You might think that the biggest infrastructure project in modern Britain would have merited a few minutes discussion in an election campaign. Dream on. All three of the main parties decided that the planned HS2 high speed railway line from London to Birmingham, and then - if things go to plan - on to Manchester and Leeds by about 2033 was A Good Thing. Despite living in an age of austerity, they were as one in believing it a brilliant way to blow a projected £50bn of public money. It was left to the UK Independence party and the Greens (who generally love railways) to point out that HS2 is a grotesque waste of taxpayers' money.
It will not be £50bn of course, because that is just the estimate, and cost controls on public spending projects such as this are laughable.
Overlook the fact that the Welsh Assembly building came in 300 per cent above budget and the Scottish parliament almost ten times more expensive than the original estimate. The first high speed rail link, from London to the Kent coast, cost one-third more than its initially projected cost, the channel tunnel almost twice as much as expected, and for heaven's sake don't mention the ill-fated National Health Service IT project.
But let us play Fantasy Railways and assume for a moment that cost is no object. At the end of years of digging and disruption we shall have a railway service that enables us to get from London to Birmingham 30-odd minutes quicker. This will, apparently, make the country much more efficient.
Enough has already been said about the charmingly unworldly idea in the minds of those at the top of the Department for Transport: that, since no one can do any work on trains, they have to be whizzed through the countryside as fast as science will allow, the sooner to sit down on a different seat to the one they occupied in transit.
Perhaps the new line will, as has been predicted, turn Birmingham into a suburb of the capital, though presumably that will only be for those wealthy enough to afford tickets.
The point that seems not to have been much recognised by huge numbers of the poor saps who will have to pay for this project is that at the end of their journey north, the happy business folk will not be alighting in the centre of Birmingham, at New Street station, but will have to take a 10-minute walk to get there from the planned HS2 terminus.
It is unarguable that Britain has suffered a terrible sedimentation of power and wealth, to the benefit of London and the detriment of points north.
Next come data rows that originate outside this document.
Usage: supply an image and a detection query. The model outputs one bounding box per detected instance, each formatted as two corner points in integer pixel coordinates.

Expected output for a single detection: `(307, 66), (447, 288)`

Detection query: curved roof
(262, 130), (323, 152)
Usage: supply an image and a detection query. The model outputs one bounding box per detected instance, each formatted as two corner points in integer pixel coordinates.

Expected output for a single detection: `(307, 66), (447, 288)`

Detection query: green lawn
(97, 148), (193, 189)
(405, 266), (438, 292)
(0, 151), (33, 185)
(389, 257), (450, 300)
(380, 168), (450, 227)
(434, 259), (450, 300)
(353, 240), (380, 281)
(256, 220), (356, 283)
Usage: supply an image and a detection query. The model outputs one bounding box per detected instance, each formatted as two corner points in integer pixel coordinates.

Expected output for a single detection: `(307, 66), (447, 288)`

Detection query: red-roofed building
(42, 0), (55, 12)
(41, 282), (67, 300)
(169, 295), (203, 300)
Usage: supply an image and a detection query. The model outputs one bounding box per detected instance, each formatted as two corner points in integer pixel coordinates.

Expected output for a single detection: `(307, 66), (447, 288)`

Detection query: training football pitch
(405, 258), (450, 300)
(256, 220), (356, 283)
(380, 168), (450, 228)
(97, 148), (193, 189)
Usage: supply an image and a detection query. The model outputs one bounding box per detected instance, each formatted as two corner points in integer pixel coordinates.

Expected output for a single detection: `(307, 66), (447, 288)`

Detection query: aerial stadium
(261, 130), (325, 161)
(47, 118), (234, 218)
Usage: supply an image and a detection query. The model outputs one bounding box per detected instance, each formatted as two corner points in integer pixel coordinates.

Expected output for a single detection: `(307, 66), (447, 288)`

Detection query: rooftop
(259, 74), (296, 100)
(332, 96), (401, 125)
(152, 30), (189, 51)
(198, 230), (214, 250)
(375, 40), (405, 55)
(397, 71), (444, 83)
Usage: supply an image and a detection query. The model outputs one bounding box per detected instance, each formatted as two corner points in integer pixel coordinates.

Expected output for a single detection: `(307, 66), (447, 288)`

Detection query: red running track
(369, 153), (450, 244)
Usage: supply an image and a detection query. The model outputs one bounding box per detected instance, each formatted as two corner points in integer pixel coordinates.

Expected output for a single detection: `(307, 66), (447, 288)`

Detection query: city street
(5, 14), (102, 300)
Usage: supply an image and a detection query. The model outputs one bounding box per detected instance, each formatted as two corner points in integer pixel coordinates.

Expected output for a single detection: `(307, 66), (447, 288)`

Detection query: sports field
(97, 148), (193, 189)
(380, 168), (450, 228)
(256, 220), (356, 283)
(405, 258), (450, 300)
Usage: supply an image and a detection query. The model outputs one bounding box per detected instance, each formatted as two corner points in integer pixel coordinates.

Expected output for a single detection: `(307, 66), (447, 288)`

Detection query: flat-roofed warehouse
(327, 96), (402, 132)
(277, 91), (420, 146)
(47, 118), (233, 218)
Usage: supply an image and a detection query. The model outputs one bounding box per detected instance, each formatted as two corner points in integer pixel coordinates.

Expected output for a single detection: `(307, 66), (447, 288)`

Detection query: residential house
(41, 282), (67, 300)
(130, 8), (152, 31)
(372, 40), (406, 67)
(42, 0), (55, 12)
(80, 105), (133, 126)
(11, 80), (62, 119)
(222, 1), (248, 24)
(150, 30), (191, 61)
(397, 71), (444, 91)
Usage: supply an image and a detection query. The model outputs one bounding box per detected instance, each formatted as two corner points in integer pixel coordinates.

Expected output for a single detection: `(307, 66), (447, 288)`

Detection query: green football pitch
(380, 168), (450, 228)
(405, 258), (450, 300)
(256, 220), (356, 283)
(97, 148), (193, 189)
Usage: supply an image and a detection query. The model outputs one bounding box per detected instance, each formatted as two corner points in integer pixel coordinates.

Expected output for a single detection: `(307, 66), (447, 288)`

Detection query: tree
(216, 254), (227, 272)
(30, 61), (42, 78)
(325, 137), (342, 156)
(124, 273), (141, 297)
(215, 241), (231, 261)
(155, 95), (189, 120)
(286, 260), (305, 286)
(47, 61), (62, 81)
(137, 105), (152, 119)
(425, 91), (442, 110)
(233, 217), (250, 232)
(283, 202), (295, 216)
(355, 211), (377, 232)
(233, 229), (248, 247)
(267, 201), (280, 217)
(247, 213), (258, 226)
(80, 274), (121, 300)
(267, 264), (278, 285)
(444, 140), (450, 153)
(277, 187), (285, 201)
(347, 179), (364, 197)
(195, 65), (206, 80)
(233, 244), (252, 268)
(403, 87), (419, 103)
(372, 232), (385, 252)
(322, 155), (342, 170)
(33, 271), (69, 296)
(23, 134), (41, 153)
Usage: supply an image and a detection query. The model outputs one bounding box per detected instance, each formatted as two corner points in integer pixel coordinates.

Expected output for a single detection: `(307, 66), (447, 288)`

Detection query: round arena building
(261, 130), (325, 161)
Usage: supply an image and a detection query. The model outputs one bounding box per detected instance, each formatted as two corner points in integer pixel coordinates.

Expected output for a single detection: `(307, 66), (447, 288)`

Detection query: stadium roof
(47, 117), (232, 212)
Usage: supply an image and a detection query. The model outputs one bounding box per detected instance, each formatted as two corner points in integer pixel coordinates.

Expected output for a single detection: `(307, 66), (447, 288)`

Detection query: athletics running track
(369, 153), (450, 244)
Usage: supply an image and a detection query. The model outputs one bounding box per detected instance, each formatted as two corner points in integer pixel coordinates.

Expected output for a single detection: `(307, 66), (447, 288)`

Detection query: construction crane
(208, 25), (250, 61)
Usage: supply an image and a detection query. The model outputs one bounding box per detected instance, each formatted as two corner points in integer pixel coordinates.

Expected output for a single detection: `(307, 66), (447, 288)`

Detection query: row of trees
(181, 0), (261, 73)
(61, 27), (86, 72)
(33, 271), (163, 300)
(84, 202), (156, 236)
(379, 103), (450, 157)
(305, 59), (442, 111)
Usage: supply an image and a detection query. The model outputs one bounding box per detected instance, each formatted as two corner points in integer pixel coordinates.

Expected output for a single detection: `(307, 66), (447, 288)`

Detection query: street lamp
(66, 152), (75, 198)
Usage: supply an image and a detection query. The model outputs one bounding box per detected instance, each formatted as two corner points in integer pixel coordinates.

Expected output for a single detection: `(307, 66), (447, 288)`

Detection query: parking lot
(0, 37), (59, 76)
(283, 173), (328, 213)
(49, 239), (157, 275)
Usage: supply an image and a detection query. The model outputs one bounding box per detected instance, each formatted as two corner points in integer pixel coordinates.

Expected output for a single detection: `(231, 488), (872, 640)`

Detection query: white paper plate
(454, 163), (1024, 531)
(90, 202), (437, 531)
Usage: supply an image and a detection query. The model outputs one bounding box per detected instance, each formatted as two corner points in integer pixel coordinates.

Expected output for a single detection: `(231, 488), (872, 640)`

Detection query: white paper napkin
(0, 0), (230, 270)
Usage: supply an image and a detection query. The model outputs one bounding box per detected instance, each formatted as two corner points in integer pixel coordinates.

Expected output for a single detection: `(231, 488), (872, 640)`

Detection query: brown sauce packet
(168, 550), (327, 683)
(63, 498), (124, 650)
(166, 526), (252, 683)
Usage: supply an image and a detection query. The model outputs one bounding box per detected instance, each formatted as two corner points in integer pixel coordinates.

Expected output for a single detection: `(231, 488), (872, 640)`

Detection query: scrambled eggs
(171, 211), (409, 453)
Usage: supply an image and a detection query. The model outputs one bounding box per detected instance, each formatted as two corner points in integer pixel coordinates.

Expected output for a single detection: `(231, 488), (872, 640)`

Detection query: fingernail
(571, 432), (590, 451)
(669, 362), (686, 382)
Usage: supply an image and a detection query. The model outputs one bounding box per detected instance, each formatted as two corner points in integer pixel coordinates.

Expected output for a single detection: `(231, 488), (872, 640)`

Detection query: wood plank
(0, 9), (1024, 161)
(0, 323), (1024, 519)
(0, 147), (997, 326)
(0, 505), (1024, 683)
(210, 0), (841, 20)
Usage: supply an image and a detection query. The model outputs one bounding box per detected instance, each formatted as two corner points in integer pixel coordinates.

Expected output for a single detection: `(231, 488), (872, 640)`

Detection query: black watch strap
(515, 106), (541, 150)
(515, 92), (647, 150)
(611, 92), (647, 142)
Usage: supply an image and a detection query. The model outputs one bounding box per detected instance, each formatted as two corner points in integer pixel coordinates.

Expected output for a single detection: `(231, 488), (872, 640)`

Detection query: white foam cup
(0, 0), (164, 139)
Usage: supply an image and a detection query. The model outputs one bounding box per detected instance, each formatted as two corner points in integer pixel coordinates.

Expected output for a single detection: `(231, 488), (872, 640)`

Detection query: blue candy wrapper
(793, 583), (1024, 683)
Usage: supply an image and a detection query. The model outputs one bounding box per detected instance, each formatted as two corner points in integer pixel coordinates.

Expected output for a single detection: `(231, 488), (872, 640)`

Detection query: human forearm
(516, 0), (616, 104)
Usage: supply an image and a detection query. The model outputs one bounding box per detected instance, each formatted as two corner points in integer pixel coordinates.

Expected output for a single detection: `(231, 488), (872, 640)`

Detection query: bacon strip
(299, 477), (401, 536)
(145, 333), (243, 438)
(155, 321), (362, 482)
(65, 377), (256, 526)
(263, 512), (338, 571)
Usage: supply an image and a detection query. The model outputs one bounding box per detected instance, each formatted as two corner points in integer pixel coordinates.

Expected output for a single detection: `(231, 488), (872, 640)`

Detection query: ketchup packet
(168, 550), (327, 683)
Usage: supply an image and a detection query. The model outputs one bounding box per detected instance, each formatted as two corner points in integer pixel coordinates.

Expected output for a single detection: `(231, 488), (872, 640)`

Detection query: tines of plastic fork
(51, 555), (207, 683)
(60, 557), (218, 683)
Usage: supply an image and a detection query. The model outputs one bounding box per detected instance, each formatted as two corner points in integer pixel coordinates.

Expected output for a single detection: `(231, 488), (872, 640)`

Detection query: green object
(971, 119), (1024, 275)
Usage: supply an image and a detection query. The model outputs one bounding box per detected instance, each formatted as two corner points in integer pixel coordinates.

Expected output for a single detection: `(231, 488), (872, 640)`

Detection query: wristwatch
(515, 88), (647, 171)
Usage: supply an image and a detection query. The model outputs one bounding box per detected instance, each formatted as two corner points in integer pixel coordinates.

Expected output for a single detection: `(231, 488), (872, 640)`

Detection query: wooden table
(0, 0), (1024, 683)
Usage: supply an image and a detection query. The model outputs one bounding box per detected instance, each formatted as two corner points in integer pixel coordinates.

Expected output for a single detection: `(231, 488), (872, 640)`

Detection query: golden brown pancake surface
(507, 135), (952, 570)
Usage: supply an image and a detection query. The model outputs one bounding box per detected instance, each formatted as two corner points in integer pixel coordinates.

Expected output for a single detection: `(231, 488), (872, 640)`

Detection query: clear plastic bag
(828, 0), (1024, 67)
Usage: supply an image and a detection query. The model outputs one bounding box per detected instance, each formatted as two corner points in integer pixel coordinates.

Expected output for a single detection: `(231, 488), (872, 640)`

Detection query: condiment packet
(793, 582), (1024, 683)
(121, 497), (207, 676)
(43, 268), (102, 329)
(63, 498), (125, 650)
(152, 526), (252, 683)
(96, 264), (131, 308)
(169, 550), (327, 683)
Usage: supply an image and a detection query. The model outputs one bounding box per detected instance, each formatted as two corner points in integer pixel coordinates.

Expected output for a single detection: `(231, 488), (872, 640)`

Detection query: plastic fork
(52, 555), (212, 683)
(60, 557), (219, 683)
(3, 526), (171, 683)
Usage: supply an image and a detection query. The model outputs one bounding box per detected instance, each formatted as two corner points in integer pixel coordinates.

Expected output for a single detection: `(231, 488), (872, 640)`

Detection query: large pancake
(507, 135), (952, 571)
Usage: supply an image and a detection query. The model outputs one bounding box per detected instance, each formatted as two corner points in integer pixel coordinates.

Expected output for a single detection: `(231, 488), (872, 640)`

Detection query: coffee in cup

Chancellor George Osborne (a Cheshire MP) repeatedly protests his faith in a "northern powerhouse" stretching across the Pennines. Yet to get from Leeds to Manchester on HS2 you would have to travel south to Birmingham and then north again on the other side of the country.
How on earth are we even contemplating this scheme? Perhaps now it has untrammelled power the Conservative party will jettison this Labour party project, which was anyway based on not much more than back-of-an-envelope calculations.
The story goes that Mr Osborne was seized with enthusiasm for the idea when he went to China and travelled on a high-speed train.
His thought - "Why haven't we got one of these?" - crossed my own mind briefly when I travelled on a very fast train from Beijing to Tianjin. Mercifully for everyone, I am not the chancellor of the exchequer. We must be thankful that Mr Osborne did not go to Venice and ride in a gondola.
There are, incidentally, one or two minor differences between China and England, such as landmass, rate of economic growth and, critically, a gerontocracy running things which does not need to worry about people's rights.
Britain, by contrast, is notorious for its shuddering transport policy. When was the last time you heard an MP say, "I'm begging the prime minister to let me go to the Department for Transport and stay there forever, so we can get this country moving properly"? Building a decent infrastructure is serious, unglamorous work with little political dividend, so our system is hopeless at long-term planning. David Cameron, the prime minister, has reappointed Patrick McLoughlin as transport minister to see through this hugely costly project that has been largely overlooked in the public scrap between Heathrow and Gatwick over where London's next runway will be built (if it is built at all).
For most of the postwar years, the Department (or Ministry) for (or of) Transport - changing nameplates is a lot easier than building railways - was a department that ministers travelled through on their way somewhere else. Between 1947 and the 2015 election there were by my count 38 different politicians at its head - an average stay of less than two years. Since major transport projects take well over a decade to plan and implement, it is indeed no way to run a railroad.
Instead, we have a perpetual tugging of the forelock to countries such as France, where the state can merely decree that something must happen for dissent to be ignored. It is like admiring 1930s Germany for expanding the autobahn network.
On the 800th anniversary of Magna Carta it would be a great deal more dignified to acknowledge the glories of a system that requires government to take account of its citizens' back gardens. The need for endless planning hoopla is something we should celebrate, not denigrate.
But an obsession with leaving a 21st century "legacy" by embracing 19th century technology will not be balked. The line offers the promise of overcoming the emptiness of most human achievement.
Politicians are correct in assuming that future generations will not remember a single line of their speeches. But unless someone comes to their senses soon, future generations will definitely be able to look at great tracts of concrete laid across the countryside to enable a slightly quicker journey through our overcrowded island. More than likely, they will still be paying for it.